4 Fev, 2021

“Em dois anos, sentiremos o impacto”. Quebra nos rastreios de cancro faz temer o pior

Especialistas alertam que a falta de rastreios oncológicos (mama, cólon, colo do útero) vai originar doenças mais avançadas e mais difíceis de tratar.

Com receio da pandemia e com o acesso aos centros de saúde muitas vezes limitado, os portugueses afastam-se dos cuidados de saúde e os rastreios a vários tipos de cancro têm sofrido quebras consideráveis, impossibilitando o diagnóstico precoce – essencial para aumentar as hipóteses de sobrevivência dos doentes.

A Liga Portuguesa Contra o Cancro estima que mais de um “milhar de cancros, neste momento, têm atraso no diagnóstico”. Por causa do confinamento do ano passado, a que se veio juntar o de 2021, os rastreios ao cancro da mama, por exemplo foram interrompido durante três meses – seis meses no caso da região Norte. O ano passado terminou com uma diminuição para metade no número de mamografias realizadas em todo o país em relação a 2019 (menos 172 mil despistes). Já os rastreios aos tumores do colo do útero e do colorretal estão “praticamente parados”.

A quebra de 60 a 80% nos novos diagnósticos registada entre março e abril já levou a presidente da Sociedade Portuguesa de Oncologia, Ana Raimundo, a defender a criação de uma ‘via verde’ no tratamento do cancro. “Os médicos de família devem ser libertados desse trabalho ligado à covid-19 para os centros de saúde para fazerem as consultas aos seus doentes. Depois, no caso dos doentes oncológicos, devia haver nos hospitais a ‘via verde’ oncológica”, diz a médica oncologista.

“Há uma demora maior na realização das endoscopias digestivas altas”, refere o coordenador da Unidade Digestivo Alto do IPO de Lisboa. Neste momento, com a quebra do número de doentes que chegam para tratamento (em consequência da redução dos diagnósticos), o IPO de Lisboa (uma unidade covid free) não tem listas de espera para tratar cancros do estômago e do esófago.

Impacto vai sentir-se dentro de poucos anos

“Estes diagnósticos que não são feitos em tempo útil serão feitos mais tarde e em fase mais avançada de doença, portanto, com menor potencial de cura e tratamentos mais complicados.
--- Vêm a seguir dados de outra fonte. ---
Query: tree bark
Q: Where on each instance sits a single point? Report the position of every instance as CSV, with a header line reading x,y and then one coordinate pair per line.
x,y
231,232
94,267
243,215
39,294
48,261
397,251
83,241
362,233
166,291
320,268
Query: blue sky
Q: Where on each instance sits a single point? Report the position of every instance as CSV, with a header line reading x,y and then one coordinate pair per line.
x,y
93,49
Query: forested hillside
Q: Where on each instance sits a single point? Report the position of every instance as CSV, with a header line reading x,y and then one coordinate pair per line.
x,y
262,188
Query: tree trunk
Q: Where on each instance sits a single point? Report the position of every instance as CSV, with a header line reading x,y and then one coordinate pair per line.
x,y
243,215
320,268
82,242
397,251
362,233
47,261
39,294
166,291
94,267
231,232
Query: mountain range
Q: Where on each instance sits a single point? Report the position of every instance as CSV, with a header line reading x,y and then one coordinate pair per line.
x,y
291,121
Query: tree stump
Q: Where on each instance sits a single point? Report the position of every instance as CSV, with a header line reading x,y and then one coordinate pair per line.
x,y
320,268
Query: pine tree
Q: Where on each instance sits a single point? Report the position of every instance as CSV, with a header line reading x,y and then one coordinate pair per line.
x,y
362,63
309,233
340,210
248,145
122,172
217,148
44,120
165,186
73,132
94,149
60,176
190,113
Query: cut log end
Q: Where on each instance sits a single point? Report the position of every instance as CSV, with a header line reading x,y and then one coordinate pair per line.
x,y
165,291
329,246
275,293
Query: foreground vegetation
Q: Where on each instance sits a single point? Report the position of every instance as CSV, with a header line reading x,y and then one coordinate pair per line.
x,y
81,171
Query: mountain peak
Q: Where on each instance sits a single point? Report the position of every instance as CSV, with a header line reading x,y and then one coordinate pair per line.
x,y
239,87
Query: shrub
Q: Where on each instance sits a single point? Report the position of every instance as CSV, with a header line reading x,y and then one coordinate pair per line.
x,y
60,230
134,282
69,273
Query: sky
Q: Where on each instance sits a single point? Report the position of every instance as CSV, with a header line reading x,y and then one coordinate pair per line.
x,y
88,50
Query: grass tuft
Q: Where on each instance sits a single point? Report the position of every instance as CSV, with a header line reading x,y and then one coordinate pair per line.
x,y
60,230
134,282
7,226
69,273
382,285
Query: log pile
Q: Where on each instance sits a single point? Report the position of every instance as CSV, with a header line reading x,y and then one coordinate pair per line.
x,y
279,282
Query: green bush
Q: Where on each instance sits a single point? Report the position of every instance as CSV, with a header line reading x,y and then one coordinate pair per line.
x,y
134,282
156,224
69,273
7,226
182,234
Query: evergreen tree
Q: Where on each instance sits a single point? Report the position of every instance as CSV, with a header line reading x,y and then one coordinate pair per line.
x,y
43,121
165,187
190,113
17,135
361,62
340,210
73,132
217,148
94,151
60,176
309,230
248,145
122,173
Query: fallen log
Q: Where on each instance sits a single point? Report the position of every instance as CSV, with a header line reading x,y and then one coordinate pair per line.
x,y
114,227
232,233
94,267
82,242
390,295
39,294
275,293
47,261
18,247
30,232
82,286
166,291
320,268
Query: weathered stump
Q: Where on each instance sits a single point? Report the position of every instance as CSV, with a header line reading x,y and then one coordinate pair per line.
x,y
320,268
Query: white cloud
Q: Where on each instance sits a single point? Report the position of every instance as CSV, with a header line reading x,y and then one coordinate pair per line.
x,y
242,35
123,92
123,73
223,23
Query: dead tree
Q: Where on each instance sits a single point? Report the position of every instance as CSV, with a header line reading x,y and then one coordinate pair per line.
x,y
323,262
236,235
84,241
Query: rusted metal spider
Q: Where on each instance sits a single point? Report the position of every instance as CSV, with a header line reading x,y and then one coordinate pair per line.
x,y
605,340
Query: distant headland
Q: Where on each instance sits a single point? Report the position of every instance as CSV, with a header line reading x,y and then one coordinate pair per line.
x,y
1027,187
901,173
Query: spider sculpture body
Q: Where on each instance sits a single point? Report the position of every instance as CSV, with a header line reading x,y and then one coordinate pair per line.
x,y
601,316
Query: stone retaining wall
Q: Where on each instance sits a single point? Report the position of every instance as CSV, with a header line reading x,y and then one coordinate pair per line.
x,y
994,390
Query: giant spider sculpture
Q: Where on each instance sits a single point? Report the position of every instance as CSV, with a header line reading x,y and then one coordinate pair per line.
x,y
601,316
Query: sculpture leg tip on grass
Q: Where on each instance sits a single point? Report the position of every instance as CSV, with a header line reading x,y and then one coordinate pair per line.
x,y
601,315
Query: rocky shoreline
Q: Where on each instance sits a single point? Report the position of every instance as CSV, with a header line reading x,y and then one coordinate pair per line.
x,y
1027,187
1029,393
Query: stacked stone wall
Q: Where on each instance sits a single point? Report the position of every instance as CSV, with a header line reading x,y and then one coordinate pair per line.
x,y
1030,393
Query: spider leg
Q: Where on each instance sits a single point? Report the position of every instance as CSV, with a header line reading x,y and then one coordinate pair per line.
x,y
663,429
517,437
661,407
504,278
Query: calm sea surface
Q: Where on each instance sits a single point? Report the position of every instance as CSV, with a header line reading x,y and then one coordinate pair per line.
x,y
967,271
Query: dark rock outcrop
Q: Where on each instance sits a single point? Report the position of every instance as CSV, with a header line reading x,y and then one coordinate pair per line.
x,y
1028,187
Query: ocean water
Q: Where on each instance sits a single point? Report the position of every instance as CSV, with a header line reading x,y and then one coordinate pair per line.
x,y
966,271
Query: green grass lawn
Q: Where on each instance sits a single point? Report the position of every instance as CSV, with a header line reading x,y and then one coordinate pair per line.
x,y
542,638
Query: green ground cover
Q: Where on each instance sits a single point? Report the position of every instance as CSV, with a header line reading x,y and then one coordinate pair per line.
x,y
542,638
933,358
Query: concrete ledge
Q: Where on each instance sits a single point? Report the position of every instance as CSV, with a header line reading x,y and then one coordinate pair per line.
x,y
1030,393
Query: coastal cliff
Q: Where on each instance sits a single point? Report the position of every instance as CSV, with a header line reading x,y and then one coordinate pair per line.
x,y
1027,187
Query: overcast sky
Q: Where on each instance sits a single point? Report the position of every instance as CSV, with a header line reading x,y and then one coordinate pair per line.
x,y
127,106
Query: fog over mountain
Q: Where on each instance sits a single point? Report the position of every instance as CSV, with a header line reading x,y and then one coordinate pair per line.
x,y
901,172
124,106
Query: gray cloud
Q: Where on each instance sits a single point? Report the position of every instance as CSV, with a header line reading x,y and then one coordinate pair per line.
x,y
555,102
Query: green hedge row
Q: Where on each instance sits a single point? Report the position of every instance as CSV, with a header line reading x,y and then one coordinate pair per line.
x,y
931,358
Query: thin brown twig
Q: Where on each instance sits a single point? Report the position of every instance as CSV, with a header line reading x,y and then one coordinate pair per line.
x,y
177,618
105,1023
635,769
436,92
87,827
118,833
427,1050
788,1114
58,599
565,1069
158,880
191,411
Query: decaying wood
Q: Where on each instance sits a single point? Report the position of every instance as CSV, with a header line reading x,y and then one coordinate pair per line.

Podemos prever que, sendo estes tumores diagnosticados em fases mais avançadas, vá haver dentro de três, quatro ou cinco anos um aumento da taxa de mortalidade por cancro”, prevê a especialista.

Ao SaúdeOnline, o presidente do Conselho Regional do Sul da Ordem dos Médicos estima que o impacto se vá fazer sentir ainda mais cedo. “Desde março/abril que não temos programas de rastreios organizados de cancro da mama, do colo do útero, do cancro colorretal. Esses cancros não estão a ser detetados. Dentro de dois anos, sentiremos o impacto, com mais mortes por cancro e situações mais avançadas“, antecipa Alexandre Valentim Lourenço.

“O abrandamento dos programas de rastreio vai fazer com que nos próximos meses ou anos nós vamos voltar a ter formas de cancro avançado como já não víamos há décadas”, alerta o diretor clínico do Centro Champalimaud, António Parreira, ao Público.

Cirurgias também pararam em alguns casos

Com a paragem de grande parte da atividade assistencial por causa do agravamento da pandemia em janeiro, parte das cirurgias oncológicas têm sido adiadas. “As cirurgias oncológicas a doentes em estadios iniciais estão a ser adiadas e não sabemos por quanto tempo”, sublinha Alexandre Valentim Lourenço. “A cirurgia ainda é a arma que mais cura”, refere o diretor do Programa Nacional para as Doenças Oncológicas, José Diniz, ao DN, lembrando que o “cancro não espera”. “O nosso receio é que, de repente, ao mesmo tempo, apareçam os cancros dessa altura e os de agora”.